- Theatrical release poster
- Directed by: Soham P. Shah
- Written by: Soham Shah
- Starring: Madhoo Shreyas Talpade Vijay Raaz Aksha Pardasany
- Cinematography: Santosh Thundiyil
- Edited by: Biren Jyoti Mohanty
- Music by: Shabbir Ahmed
- Production companies: Gandhar Films & Studio
- Release date: 17 May 2024;
- Country: India
- Language: Hindi
- Box office: est. ₹1 crore

= Kartam Bhugtam =

Kartam Bhugtam is a 2024 Indian Hindi-language psychological thriller film, written and directed by Soham P. Shah. The film stars Shreyas Talpade and Vijay Raaz in the lead roles, while Madhoo and Aksha Pardasany play other pivotal roles. Produced by Gandhar Films & Studio, the film was released on 17 May 2024.

==Synopsis==
The film's title, "Kartam Bhugtam," which translates to "what goes around, comes around," not only encapsulates the essence of its narrative but also serves as a profound philosophical cornerstone. The story is woven around the immutable laws of karma and destiny, deeply rooted in the ancient wisdom of Vedic astrology. It is a cinematic exploration of the belief that every individual's actions—good, bad, or indifferent—inevitably shape their future. The film intricately portrays how the characters’ lives are intertwined with the cosmic dance of planetary influences, leading to a series of events that affirm the age-old Hindi adage, "Jaise karoge, waise bharoge" (Just as you sow, so shall you reap).

==Cast==
- Shreyas Talpade as Dev Joshi
- Vijay Raaz as Anna
- Madhoo as Seema
- Aksha Pardasany as Jia
- Gaurav Daagar
- Rishabh Kohli
- Asha Bisariya

==Production==
The film was officially announced in April 2024.

==Release==
Kartam Bhugtam was theatrically released on 17 May 2024.

==Reception==
Deepa Gahlot of Rediff.com rated 1.5/5 stars and observed, "If there is any actor who emerges from this wreck with his talent unscathed, it is Vijay Raaz."
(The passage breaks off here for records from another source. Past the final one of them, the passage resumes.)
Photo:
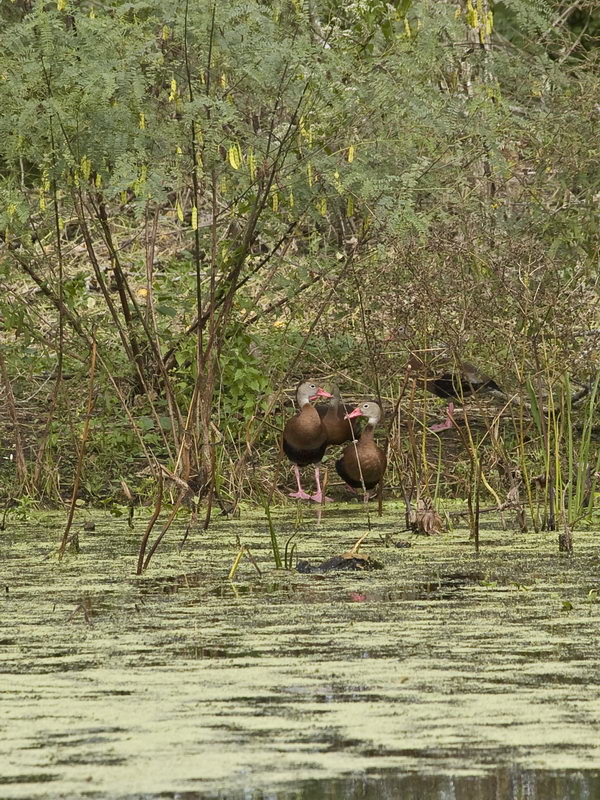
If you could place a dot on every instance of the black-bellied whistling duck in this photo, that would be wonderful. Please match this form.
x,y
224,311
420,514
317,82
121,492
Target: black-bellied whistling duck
x,y
305,438
451,383
362,462
333,416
Sana Farzeen's review in India Today gives Kartam Bhugtam 2.5 stars. The music is forgettable, lacking well-designed songs. The title track is haunting, but not in a good way, with repetitive lines. Background music, especially during Vijay Raaz's scenes, is too loud, relying on old-school scares. The film overemphasizes its karma message across languages. Likely more suited for satellite than theaters or OTT.

Ganesh Aaglave from Firstpost gave "Kartam Bhugtam" 2.5/5 stars, saying it has an intriguing plot but lacks execution.